Dear Carolyn: In the two years since I married my husband, I think I've come a long way in dealing with my boundary-smashing, passive-aggressive in-laws. Nowadays, other than some forehead-smacking on my part in private, we typically get along OK.
That said, I need help with arranging visits. They live out of town. My husband's sister and her husband, who live in our area, have a 3-year-old daughter, so my in-laws primarily visit them. My husband and I do not yet have children, and have gotten used to being the second priority. They have crossed the line in the past by asking to stay at our home (larger and more comfortable) rather than my sister-in-law's for the purpose of visiting their granddaughter. My husband very gently reminded them that our house is not a hotel; they should plan to stay with us when they visit primarily with us, and plan to stay with his sister when they visit her. Of course, we can all get together for meals, etc., but the plan in that instance was for them to sleep at our house and spend all their time at his sister's.
Here's our current problem: They do not ever ask to visit us; instead, they expect an explicit invitation from us for a specific date. When they schedule visits with my sister-in-law, they don't check with us about the dates. When the dates don't work for us, they imply that we should feel bad for not being available.
Spending time with them is stressful for me, especially hosting them. My husband has talked to his mom about feeling left out, but so far, nothing has changed. Do we need to try again, try something different, or let it go (until we have children, when they might have more interest in seeing us)?
-- Tired of in-law drama
A: I have a different take on when they "crossed the line." I see it as their proposing a practical way to visit both of their children's families -- enjoy Grandkid by day, you two by night -- with four added bonuses: (1) The newish parents get to wrangle their toddler to bed without the Eyes of the Family upon them; (2) The grandparents get a breather from toddler life, which can be exhausting; (3) The no-kids family is included as more than a guest to the kid party; (4) You get credit for hosting your in-laws while having them in your home on a very limited basis.

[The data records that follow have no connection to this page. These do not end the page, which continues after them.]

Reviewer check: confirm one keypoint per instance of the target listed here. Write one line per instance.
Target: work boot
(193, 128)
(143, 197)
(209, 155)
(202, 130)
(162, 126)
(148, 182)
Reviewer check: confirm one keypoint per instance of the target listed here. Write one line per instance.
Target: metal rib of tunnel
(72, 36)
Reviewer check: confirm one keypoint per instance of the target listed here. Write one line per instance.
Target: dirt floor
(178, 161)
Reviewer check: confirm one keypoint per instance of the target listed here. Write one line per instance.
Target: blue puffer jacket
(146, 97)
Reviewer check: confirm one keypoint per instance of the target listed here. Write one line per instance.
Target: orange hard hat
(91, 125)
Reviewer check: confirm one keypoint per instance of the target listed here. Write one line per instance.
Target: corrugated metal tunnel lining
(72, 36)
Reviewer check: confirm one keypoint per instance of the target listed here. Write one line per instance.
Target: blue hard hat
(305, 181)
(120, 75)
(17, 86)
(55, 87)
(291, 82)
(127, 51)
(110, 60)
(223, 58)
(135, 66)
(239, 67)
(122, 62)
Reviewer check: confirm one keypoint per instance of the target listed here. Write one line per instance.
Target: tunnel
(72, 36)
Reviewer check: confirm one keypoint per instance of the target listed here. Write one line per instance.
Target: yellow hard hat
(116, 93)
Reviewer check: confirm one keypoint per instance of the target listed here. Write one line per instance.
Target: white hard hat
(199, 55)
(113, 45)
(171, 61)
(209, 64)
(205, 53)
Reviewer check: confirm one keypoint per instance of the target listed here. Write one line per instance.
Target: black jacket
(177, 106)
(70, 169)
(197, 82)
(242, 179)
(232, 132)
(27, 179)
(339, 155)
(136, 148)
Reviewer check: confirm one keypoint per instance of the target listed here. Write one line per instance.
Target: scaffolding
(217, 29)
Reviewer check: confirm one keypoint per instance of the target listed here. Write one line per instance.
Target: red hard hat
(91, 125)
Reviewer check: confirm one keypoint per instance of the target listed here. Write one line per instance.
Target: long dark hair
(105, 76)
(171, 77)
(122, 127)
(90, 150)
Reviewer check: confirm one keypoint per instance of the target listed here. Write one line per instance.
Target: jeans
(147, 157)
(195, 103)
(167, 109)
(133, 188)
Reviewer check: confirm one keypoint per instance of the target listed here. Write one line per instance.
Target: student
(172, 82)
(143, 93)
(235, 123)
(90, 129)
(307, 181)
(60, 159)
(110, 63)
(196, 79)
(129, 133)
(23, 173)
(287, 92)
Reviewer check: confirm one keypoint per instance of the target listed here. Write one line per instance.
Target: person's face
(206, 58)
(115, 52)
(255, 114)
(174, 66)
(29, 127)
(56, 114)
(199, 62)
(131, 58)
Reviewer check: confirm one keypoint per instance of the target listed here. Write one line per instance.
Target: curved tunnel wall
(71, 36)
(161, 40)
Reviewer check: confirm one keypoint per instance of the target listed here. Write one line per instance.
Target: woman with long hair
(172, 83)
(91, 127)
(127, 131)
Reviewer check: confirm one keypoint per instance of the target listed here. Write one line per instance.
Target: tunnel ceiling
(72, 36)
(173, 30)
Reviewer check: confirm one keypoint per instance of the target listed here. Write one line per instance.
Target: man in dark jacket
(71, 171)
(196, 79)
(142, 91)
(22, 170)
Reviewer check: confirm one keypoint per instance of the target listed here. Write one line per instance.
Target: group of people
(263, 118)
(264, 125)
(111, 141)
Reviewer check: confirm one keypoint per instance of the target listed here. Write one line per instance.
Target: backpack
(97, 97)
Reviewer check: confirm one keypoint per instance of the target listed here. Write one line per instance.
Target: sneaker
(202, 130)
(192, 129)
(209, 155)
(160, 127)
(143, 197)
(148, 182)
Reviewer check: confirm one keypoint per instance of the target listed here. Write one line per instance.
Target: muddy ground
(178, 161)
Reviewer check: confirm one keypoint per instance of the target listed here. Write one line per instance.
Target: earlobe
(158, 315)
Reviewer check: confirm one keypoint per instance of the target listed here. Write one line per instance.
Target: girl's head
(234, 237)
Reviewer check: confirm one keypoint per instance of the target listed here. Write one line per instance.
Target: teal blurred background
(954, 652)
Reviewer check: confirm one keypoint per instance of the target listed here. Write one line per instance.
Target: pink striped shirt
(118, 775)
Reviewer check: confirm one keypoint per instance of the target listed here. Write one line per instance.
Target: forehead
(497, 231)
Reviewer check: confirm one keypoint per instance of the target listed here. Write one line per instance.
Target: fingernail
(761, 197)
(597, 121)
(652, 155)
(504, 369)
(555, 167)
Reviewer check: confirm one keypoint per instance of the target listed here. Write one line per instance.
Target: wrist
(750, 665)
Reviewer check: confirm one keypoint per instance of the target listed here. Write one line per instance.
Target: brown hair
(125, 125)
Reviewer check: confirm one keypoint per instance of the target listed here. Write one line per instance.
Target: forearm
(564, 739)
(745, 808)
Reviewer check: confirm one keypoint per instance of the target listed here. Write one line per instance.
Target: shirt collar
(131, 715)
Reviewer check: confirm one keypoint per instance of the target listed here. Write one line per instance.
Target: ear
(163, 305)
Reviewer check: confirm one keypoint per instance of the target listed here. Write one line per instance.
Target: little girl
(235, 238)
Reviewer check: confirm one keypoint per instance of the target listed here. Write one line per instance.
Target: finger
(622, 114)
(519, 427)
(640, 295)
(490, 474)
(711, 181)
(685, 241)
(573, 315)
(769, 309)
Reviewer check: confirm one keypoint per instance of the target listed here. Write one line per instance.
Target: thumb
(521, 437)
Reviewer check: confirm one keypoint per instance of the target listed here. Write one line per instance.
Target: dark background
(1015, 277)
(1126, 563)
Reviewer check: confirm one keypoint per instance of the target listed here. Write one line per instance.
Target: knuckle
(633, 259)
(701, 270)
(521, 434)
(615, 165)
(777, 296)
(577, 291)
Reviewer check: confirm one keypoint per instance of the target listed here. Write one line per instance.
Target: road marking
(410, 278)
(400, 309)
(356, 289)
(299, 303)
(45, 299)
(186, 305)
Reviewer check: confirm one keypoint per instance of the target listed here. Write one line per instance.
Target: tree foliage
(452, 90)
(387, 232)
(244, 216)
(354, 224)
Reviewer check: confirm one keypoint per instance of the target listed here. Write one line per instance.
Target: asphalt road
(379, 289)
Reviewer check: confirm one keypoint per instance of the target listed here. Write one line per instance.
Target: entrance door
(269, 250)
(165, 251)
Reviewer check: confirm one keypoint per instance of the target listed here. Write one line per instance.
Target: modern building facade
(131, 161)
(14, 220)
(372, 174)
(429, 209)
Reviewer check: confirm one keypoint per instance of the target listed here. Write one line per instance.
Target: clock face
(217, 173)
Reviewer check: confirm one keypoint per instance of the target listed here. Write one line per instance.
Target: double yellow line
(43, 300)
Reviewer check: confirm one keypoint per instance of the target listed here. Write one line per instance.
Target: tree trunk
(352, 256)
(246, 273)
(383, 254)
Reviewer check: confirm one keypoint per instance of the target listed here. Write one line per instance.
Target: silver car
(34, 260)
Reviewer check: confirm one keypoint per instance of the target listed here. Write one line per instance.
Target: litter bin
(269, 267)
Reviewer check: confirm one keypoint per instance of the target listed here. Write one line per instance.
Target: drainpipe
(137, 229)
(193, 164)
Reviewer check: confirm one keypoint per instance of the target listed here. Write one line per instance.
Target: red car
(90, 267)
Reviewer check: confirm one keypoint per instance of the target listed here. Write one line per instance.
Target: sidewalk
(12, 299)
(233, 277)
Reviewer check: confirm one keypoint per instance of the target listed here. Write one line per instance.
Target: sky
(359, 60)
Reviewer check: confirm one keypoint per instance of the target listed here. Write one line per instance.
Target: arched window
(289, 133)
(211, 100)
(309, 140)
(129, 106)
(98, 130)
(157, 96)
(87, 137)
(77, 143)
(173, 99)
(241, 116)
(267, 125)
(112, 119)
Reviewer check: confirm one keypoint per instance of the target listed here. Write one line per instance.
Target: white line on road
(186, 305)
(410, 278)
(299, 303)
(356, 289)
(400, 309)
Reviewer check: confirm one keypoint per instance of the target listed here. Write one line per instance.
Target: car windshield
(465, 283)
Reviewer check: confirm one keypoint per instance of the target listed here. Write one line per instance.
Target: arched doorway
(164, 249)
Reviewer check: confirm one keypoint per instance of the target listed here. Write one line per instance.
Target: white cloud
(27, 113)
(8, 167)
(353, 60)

And for proposing this pragmatic coup, your in-laws got slapped on the wrists. I certainly don't condone slapping you back in retaliation, which their guilt-tripping resembles. But, I think they can be forgiven for being confused about what exactly you want from them. Last time they asked to visit you, they got "gently" corrected, and now you're annoyed that they don't ask to visit you?
So please entertain the possibility that they had a good idea. It won't erase your in-law problems, but it will allow equilibrium.